五十塊這幾天心情特別的糟糕,資料室有賊惦記,抓到一個,怎麼折磨都不把同夥在哪裡招出來,剛到手自己只看了一遍,留著今後做把柄的密令又被那伙賊搶去,如果不小心哪天文件裡面的內容被賊曝光,自己只有上吊或者來個精盡人亡的下場。
心中極度的鬱悶,惱火,反正各種負面情緒都在困擾著,在這樣的情況下,五十塊只能儘量彌補過錯,準備按照指令把那對父子幹掉,可他們又不見了。
唉..人一倒霉,喝水都會塞牙。
往日清閒逛街敲詐那些小市民的樂趣,現在都已蕩然無存,搜尋了一天賊人與那對父子,人毛沒有找到一根,自己養尊處優的身子反倒累得像霜打的茄子,渾身不得勁。
拖著疲憊的身子回到家中,就迫不及待的躺在客廳沙發上,連剛剛昨天搶到的年輕美貌老婆都不想碰,還沒緩過勁時,突然發現,那長得漂亮,而且還沒有碰過的新老婆,被人綁了,嘴巴塞著布頭被人丟在了客廳角落裡掙扎。

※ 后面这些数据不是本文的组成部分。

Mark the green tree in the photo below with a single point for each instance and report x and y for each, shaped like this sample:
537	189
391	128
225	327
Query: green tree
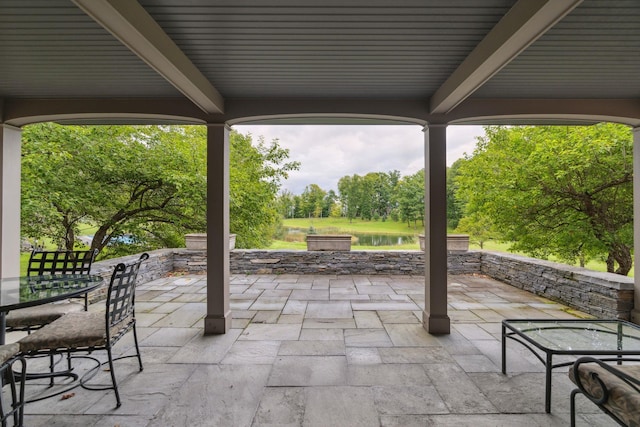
146	181
455	207
348	187
410	198
312	200
125	180
256	172
565	191
286	204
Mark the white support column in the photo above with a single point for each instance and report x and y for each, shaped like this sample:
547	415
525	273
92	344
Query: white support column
218	319
635	312
435	318
10	201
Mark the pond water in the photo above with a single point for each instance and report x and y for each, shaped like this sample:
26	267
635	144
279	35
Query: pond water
361	239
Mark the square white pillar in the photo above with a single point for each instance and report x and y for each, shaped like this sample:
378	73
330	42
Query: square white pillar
218	319
435	318
635	312
10	202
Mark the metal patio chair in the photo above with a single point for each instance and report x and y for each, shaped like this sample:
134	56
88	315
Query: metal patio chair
51	263
12	375
81	332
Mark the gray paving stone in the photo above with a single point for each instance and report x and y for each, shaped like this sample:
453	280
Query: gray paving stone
375	366
367	338
271	332
138	398
252	353
379	305
312	348
328	310
458	391
171	337
185	316
328	323
327	334
403	335
398	317
472	331
269	303
306	371
281	406
400	400
363	356
388	375
476	363
291	318
415	355
294	307
367	320
340	407
310	295
217	395
206	349
266	317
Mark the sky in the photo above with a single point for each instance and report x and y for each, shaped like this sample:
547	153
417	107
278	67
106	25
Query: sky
328	152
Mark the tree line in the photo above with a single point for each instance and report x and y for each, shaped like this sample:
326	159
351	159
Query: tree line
378	196
148	183
562	191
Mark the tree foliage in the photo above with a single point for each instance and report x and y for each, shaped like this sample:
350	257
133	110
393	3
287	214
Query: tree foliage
565	191
148	182
410	198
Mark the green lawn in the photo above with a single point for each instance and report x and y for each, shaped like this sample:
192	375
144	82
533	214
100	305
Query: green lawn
343	225
346	226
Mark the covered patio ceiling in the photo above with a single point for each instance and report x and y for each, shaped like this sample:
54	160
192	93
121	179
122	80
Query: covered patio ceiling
204	61
219	63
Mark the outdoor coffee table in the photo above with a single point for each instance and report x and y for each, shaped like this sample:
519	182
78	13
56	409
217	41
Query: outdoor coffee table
609	340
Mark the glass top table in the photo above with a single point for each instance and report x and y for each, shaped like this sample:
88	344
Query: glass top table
29	291
610	340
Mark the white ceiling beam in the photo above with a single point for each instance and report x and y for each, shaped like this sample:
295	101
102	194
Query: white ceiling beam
525	22
135	28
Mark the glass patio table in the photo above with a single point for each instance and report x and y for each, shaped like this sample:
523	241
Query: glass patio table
29	291
609	340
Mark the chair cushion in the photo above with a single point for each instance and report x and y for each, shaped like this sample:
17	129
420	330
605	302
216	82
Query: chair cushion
7	351
40	315
73	330
623	401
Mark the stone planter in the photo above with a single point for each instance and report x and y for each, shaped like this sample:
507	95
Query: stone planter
455	242
198	241
328	242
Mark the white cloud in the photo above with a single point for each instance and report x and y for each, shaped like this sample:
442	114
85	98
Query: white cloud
329	152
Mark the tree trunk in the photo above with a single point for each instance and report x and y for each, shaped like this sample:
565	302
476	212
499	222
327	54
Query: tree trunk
611	264
622	254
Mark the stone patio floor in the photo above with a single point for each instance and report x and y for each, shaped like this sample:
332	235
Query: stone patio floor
325	350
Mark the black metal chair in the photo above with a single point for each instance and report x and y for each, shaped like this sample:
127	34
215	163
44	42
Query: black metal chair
13	378
51	262
614	388
80	332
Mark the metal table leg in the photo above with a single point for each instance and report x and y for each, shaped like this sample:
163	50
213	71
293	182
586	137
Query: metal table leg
547	393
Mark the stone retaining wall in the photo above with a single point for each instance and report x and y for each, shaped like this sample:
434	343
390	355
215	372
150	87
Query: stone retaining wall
159	264
602	295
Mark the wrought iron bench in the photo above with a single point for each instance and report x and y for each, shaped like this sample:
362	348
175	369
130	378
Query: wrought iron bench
614	388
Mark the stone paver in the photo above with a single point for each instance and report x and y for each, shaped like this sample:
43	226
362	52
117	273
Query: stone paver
325	350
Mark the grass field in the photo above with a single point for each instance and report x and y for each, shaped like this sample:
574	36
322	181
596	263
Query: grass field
357	225
343	225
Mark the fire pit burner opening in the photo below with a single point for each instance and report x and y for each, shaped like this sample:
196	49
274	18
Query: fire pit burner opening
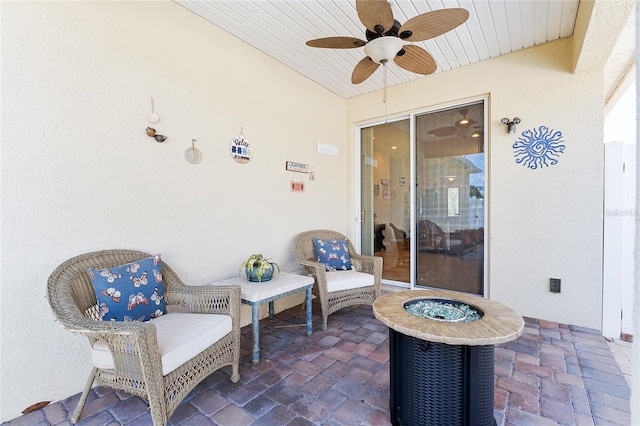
445	310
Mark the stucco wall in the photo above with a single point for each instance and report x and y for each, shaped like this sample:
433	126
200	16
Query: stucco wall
542	223
79	173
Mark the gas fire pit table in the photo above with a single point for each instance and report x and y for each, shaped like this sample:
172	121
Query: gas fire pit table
442	355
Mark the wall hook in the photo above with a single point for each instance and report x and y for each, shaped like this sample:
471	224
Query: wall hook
511	125
151	132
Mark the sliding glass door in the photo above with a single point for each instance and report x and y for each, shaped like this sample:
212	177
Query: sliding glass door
385	200
450	199
443	231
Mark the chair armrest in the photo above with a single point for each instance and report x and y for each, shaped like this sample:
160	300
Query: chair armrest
317	269
133	347
223	299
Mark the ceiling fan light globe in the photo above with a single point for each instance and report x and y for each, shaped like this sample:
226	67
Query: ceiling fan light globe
383	49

敢綁自己老婆的人,就是不怕自己的人,實力肯定是比自己強,作為一個局長,腦子稍微一動,就可以分析出來。
五十塊是一個已經點燃第三關節的警察局局長,哪怕是胖得像座山,在這座小城,五十塊也是一個實力排得上號的人物。也不是一般人可以對付的。
五十塊敏捷的身子看不出一點點胖子的弊端,只見他呼..的一聲,倏然起身,目光四周一尋,然後,前不久換了的老婆不管了,快速無比的往門口跑去,準備奪門而逃。
這時,他見到門口一位少年在靠著門檻笑眯眯的看自己,邁出的腳步立即停下,當看到這少年沒有關節點燃的現象,五十塊心鬆了,不由覺得自己剛才膽子太小,有點怕死的軟弱,失去了在新老婆面前一個英勇男子漢鎮定的表現。
雄光虎威重新回到了五十塊的身上,警察局局長的威風盡顯,老神自在的坐回沙發,頓了頓,淡然道:「擅闖私宅,是犯法的行為,」說道這裡時,五十塊覺得這少年很面熟,好像是哪裡見過,在腦海閃動出一對父子的資料,
不由一陣暗喜,不過表面依舊平常,繼續說道:「念你年紀輕輕,未來的路很長,把你抓去坐牢會誤了一生,這樣吧,帶我去見你父親,讓他好好管著你。」
想來個省事,不用去找,讓少年帶路,把這對父子集合後一起解決。
人,不能安逸太久,否則,連腦子都會生鏽,一個少年神情如此淡定的面對自己,五十塊還沒有覺悟到不尋常。
少年就是張遠,本來是沒有和五十塊有任何交集,五十塊雖然是惡霸一個,在這小城裡被他搞得家破人亡的不是一二家,張遠自認為不是什么正義感爆棚的人,除霸安良的事絕對不會去干,主要自己都是在戰戰兢兢生活,沒有老爹那種捨己為人的覺悟,所以,張遠做著小癟三,五十塊做局長,大家相安無事多好啊!
如果武力可以解決問題,張遠自認為在這小城,打架的話沒有幾個是自己的對手,直接把五十塊打得連他媽都不認識,再叫他把資料拿出來,這多簡單的事,但那樣做的話,有點高調出風頭了一點,違背了張遠處事之道,低調之道。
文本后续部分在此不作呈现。